Estrenada el año pasado en el National Theatre de Londres, la adaptación para teatro iniciará una temporada de 18 semanas en Broadway a partir del 6 de diciembre. Después de recibir críticas muy favorables y un premio Olivier, Bryan Cranston (“Breaking Bad”) vuelve al escenario como Beale, y Tatiana Maslany (ganadora del Emmy por la serie “Orphan Black”) hace su debut en Broadway como Christensen. El director es Ivo van Hove, quien decidió exacerbar la angustia visceral con una sala de redacción plagada de reporteros y con un equipo de camarógrafos apiñados como buitres alrededor de Beale, para proyectar cada una de sus crisis en pantallas de 6 metros.
Si esperas una versión actualizada, con redes sociales y una multitud de fanáticos trumpistas rabiosos, vas a sufrir una decepción. La obra sigue ambientada en la década de 1970, y las actualizaciones son mínimas. “Queríamos que el público hiciera sus propias conexiones”, explica Hall. “No fue necesario incluir a Twitter ni a los celulares, porque los problemas actuales son los mismos que en 1976: la red de capitalismo, globalización, y políticas corporativas”.
Aclarado el punto, necesitarás un salario de ejecutivo corporativo para pagar los 399 dólares que cuesta cada localidad que Van Hove ha instalado en el escenario (el precio incluye cena y bebidas). Aunque el director también puso asientos en el escenario para su producción de “Panorama desde el puente” -premiada con un Tony-, en esta ocasión, la medida pretende ser un comentario sobre la complicidad del observador. “Como dramaturgo, me horrorizó lo que pretendía hacer, pero Ivo me dijo ‘Confía en mí’. Fue muy acertado”, reconoce Hall. “Es una metáfora hermosa sobre el espectador. Resulta muy interesante ver a una persona sentada en escena, comiendo y mirando la proyección de Cranston, en vez de observarlo directamente”.

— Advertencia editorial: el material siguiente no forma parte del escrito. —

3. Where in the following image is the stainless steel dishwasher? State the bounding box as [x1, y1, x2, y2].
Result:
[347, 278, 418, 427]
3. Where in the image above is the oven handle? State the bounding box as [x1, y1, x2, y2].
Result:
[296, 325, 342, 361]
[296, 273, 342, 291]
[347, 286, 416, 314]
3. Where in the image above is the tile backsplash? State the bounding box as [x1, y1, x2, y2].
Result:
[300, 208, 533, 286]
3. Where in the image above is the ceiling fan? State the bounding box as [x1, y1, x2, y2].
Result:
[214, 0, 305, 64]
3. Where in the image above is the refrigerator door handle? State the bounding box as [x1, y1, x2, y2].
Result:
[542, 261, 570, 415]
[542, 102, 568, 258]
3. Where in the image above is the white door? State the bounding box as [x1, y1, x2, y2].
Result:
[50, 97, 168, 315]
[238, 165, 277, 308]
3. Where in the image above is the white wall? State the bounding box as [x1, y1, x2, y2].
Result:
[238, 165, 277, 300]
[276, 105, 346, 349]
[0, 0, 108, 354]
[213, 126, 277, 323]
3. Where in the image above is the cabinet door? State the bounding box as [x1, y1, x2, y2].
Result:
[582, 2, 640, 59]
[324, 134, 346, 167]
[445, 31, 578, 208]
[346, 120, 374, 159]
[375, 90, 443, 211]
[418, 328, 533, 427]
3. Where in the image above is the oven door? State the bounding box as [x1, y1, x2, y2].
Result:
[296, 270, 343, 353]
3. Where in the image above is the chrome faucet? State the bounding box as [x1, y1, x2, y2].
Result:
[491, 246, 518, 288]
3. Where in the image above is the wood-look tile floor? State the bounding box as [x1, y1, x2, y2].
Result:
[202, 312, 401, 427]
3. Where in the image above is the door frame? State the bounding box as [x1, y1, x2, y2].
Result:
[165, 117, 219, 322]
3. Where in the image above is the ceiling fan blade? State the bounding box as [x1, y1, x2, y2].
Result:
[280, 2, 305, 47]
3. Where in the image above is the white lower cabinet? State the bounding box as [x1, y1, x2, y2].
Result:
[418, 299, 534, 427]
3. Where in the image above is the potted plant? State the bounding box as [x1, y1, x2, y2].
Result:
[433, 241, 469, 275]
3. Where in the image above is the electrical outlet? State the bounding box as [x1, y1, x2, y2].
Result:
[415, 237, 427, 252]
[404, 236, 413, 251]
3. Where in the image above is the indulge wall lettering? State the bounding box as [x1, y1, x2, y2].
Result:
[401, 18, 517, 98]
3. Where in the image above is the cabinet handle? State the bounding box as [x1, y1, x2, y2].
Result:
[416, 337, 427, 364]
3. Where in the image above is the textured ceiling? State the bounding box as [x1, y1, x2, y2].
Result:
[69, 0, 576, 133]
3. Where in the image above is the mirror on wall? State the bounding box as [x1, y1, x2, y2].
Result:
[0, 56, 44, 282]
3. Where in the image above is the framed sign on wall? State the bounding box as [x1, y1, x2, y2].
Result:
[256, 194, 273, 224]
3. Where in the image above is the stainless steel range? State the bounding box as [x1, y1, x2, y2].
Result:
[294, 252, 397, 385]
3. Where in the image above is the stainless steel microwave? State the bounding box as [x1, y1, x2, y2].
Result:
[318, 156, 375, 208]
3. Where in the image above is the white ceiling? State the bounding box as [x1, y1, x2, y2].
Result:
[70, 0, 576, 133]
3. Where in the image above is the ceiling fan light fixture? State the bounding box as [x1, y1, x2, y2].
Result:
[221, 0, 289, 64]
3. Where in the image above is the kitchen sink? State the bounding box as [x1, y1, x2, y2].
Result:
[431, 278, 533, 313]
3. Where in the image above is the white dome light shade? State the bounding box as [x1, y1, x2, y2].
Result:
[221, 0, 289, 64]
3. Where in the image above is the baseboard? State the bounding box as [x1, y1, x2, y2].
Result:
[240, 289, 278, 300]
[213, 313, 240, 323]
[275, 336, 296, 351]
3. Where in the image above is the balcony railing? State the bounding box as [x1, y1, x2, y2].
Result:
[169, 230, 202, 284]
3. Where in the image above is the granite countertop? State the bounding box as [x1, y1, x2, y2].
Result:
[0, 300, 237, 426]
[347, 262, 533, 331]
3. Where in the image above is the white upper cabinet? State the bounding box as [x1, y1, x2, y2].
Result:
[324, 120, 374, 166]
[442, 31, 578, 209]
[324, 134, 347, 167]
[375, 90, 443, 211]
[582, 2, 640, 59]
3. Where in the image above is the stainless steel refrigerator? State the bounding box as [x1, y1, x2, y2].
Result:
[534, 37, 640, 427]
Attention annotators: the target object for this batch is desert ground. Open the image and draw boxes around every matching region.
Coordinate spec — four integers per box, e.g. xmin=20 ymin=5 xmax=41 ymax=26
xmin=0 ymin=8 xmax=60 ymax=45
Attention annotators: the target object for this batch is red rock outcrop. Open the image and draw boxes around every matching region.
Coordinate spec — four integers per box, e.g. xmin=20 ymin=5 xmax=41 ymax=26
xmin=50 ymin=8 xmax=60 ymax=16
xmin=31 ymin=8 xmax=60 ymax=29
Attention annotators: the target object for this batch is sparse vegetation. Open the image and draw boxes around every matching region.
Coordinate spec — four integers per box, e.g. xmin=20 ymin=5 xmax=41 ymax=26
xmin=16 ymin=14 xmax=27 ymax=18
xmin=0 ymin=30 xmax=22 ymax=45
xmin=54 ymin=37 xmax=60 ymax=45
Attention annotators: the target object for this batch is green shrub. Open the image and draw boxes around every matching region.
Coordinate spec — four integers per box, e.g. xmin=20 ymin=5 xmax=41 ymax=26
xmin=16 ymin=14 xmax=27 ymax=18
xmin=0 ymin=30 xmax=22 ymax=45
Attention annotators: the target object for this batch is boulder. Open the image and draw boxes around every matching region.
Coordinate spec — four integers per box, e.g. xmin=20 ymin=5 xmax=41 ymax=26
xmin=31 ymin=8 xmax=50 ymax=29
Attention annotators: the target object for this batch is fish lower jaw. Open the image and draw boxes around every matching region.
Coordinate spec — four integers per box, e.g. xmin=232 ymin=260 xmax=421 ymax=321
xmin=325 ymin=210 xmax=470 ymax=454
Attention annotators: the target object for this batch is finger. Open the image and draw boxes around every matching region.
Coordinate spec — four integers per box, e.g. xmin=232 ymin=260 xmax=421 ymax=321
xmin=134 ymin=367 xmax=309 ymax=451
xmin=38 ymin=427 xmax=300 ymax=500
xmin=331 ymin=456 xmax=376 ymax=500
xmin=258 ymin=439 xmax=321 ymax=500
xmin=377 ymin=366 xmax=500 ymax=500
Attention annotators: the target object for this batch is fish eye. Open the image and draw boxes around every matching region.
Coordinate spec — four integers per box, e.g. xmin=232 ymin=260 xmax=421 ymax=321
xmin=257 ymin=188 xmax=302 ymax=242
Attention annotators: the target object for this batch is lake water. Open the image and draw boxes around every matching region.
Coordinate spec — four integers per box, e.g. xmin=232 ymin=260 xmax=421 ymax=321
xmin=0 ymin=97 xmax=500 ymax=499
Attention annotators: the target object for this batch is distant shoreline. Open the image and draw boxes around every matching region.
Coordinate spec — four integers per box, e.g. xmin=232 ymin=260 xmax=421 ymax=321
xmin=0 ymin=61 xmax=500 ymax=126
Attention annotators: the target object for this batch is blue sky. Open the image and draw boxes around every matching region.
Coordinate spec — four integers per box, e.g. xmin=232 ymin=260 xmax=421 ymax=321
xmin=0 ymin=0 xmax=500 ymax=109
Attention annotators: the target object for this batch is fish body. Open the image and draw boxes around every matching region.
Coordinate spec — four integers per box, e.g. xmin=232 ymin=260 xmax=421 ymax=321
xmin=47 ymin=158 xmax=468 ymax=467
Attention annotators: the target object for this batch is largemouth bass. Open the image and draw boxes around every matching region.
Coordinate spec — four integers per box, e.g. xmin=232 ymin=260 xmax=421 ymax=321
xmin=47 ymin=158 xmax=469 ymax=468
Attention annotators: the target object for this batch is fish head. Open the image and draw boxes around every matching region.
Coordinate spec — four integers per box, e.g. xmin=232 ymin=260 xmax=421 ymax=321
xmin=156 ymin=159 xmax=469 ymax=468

Hasta los acontecimientos mundiales que abarca el libreto de Chayefsky fueron extrañamente proféticos, como la referencia a Arabia Saudita. “Pensé en cambiarla por algo más relevante para Broadway, pero no me decidí. Y entonces… Bueno, ¿has visto las noticias? ¡Pensarán que lo añadí!”.
En su mayor parte, Hall se limitó a hacer cambios estructurales en el guion original. Hacia la segunda parte de la película, la atención cambia de Beale a su amigo y jefe, Max Schumacher (William Holden). A Hall le pareció que aquello era “un desplazamiento extraño desde la perspectiva dramática, sobre todo en teatro”.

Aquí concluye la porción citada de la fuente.